O resto do pessoal já parece longe demais para os recuperarmos, então especulamos um pouco para onde podemos ou devemos ir, ela ri um pouco, baixa a cabeça, a ergue de novo, depois pensa, olha para o lado, inclina o quadril, depois ri, e aí nossos olhares já insinuaram mais ou menos a proposta que ninguém teve coragem de sugerir, e não há mais nada a dizer de qualquer maneira. Ela é uma garota livre. Eu sou um rapaz livre. E embora a gente não deixe escapar o tempo todo, temos nossas frustrações sexuais e precisamos ser tocados de vez em quando. Então, num gesto brioso, eu ofereço meu casaco de flanela para que ela não sinta frio, aquieto as lapelas e dou um beijo promissor em Francisca, no meio da rua. Caminhamos lado a lado, com destino à porta de onde moro.

– Está tudo bem contigo? – é a minha vez de perguntar, lá pelas tantas.
– Está sim – ela diz.
– Ótimo.
– E com você?
– Sim – eu balanço a cabeça.
– Sabe, eu achava que você me detestava – ela diz, quando dobramos a esquina do restaurante Subway e minha casa está a uns mil passos de distância.
– Ah. Não. É que eu sou meio estranho, às vezes – digo a ela.
– Eu era apaixonada por você.

Ó, céus. Oxigênio. Eu preciso de oxigênio. Por que isso agora? Logo agora.

– Você nunca me disse nada. – (Não estou me fazendo de doido, eu não sabia mesmo.)
– Sei lá. Quando você está a fim de alguém, você diz?

Boa pergunta.
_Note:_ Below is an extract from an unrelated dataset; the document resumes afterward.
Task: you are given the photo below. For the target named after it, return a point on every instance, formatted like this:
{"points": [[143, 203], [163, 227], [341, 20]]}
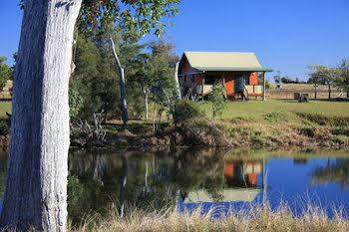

Não, não digo.

– Acho que sim – falo, sem muita confiança. – E isso quer dizer o quê?
– Nada. Garotas da minha idade se apaixonam todo dia, eu acho.
– Isso é reconfortante – digo, me fazendo de melindrado, mas não preciso fingir porque realmente estou. Só que isso tem um lado bom, se a paixoneta dela se perdeu na imensidão do anteontem, então quer dizer que podemos dormir juntos sem maiores contratempos.
– Não entenda mal. É que eu não perco muito tempo tentando interpretar uma pessoa. Se alguém por quem estou remotamente interessada é meio enigmático comigo, eu logo dou o fora. Se o homem for mais misterioso que eu, o que me sobra?
– Verdade – eu digo. – E você acha que estou sendo enigmático ou misterioso com você, digo, esta noite?
– Não. Acho que não. Você me ligou e foi direto ao ponto, assistiu minha peça – ela diz. – Talvez eu apenas tenha demorado um tempo pra sacar você, na época. Agora eu sei que é seu jeito, não é? Assim, meio lobo solitário.

Dou uma risada nitidamente audível do jeitinho dela de falar, e na sequência tento urrar de uma forma que dê a entender que estou uivando para a lua, só que na minha cabeça soou mais bacana e a noite de hoje não é de luar. Mas ela está certa, até.

– Olha, eu posso deixar você num táxi, se você quiser.
– Você quer me deixar num táxi? – ela me põe na parede.
– Não, não quero – digo, firme. E sei que essa é a reposta certa. – Eu quero passar a noite com você. Sem pânicos ou fricotes.
– Eu também.
– Você está sacando a coisa? – eu estendo o assunto. Mais do que deveria, provavelmente. – Só acho que devemos parar por aqui, se você achar que isso implicará em algum tipo de problema...
– Bem, eu não trouxe uma escova de dentes comigo, ou uma peça de roupa sobressalente, se é isso que está preocupando você – diz a garota.
– Não, não é. É mais ou menos sobre essa questão da... do...
– Aquele lance de eu ser apaixonada por você, antigamente – ela me interrompe.
– É, isso.
– Passado – ela diz. – Nada a ver, mais. Deixa isso pra lá, eu falo um monte de coisas, muitas delas sem pensar. Afinal de contas, quem é a mulher aqui?
– Espero que seja uma pergunta retórica – eu digo. – Caso contrário, se você realmente não sabe qual a função de cada um hoje, acho que não vou topar fazer o que estamos prestes a fazer.

Ela entende a piada e ri com uma gargalhada gostosa, que liga meu tesão e mostra que estamos na rota certa. E foi boa mesmo, minha sacada. E aí eu giro a chave e empurro a porta de ferro do prédio, e a gente sobe cambaleando até o segundo andar e não tem volta. Estamos prestes a dormir juntos, nossa primeira vez, minha primeira vez com uma garota que não é Juliete, desde que Juliete apareceu. E eu não consigo deixar de me sentir uma espécie de traidor idiota, mesmo consciente de que isso não faz sentido algum.